Monday, July 25, 2011

Apple, Trojans, and FUD

Originally published 3/1/11 on

People seem to really enjoy finding any type of malware for Mac OS. In the decade since Apple introduced OS X there have been a handful (barely) of malicious softwares introduced for it, but only one really had the potential to be serious. I wrote about OSX/Koobface.A because it was the first serious malware for OS X - or would have been if it hadn't been broken in porting it and never fixed.

Now we have Blackhole RAT, which is being hailed as a new trojan for MacOS - again, a piece of Malware that has been ported over from Windows.

But wait. What is Blackhole RAT? What does it do? By itself, Blackhole RAT is just another remote administration tool like VNC, Apple's Remote Desktop, or Microsofts Remote Desktop. Sure, it allows someone to take over your computer across a network, but so do a host of other tools. Blackhole RAT isn't, by itself, malware. It has to be installed - probably using a trojan. It's not a trojan itself, it would be the soldier inside the horse. In the computer world, that's usually referred to as the "payload." 

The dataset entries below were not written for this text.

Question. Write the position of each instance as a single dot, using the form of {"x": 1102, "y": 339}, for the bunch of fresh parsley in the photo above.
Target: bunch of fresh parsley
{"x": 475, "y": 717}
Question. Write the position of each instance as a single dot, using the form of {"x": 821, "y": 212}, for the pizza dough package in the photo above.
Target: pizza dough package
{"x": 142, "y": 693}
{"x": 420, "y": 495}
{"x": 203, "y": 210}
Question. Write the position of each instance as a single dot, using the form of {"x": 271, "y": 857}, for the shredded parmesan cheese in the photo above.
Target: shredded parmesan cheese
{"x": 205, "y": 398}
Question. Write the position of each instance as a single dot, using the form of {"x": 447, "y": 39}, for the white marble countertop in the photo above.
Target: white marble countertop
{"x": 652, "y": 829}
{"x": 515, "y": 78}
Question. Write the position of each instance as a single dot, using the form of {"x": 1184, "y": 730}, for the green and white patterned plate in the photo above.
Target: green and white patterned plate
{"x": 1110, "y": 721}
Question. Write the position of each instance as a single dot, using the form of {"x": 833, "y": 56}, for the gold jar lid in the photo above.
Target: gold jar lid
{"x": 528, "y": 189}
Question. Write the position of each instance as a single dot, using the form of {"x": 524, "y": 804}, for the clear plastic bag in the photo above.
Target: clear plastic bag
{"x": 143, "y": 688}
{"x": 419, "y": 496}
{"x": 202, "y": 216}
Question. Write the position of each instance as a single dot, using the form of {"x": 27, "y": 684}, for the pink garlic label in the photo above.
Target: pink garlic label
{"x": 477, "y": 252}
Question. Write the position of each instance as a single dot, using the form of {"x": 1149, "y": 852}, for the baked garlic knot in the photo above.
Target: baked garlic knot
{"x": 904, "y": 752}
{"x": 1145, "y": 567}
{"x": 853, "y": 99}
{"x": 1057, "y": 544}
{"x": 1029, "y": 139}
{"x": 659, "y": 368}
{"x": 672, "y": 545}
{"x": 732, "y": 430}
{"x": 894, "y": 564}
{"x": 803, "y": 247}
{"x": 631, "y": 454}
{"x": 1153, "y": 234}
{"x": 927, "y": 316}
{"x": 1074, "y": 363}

So should you be worried about Blackhole RAT on a Mac? I don't think so. Apple Remote Desktop is as much a concern. Before worrying about remote administration tools (RATs) you need to understand how many ways there are to install them on your system. On a Mac, the answer is, not many.

So why am I writing about a non-issue? Because so many reputable publications are, such as PCWorld and MacWorld. But they are spreading the FUD (Fear, Uncertainty and Doubt) rather than calm, reasoned information. Someone needs to be the voice of reason.

If you are concerned about malware, Sophos offers a free antivirus software for home use. But don't panic, the Mac universe is still relatively safe unless you're exploring the seamier side of the internet. If you're doing that, I hope you're already aware of the risks.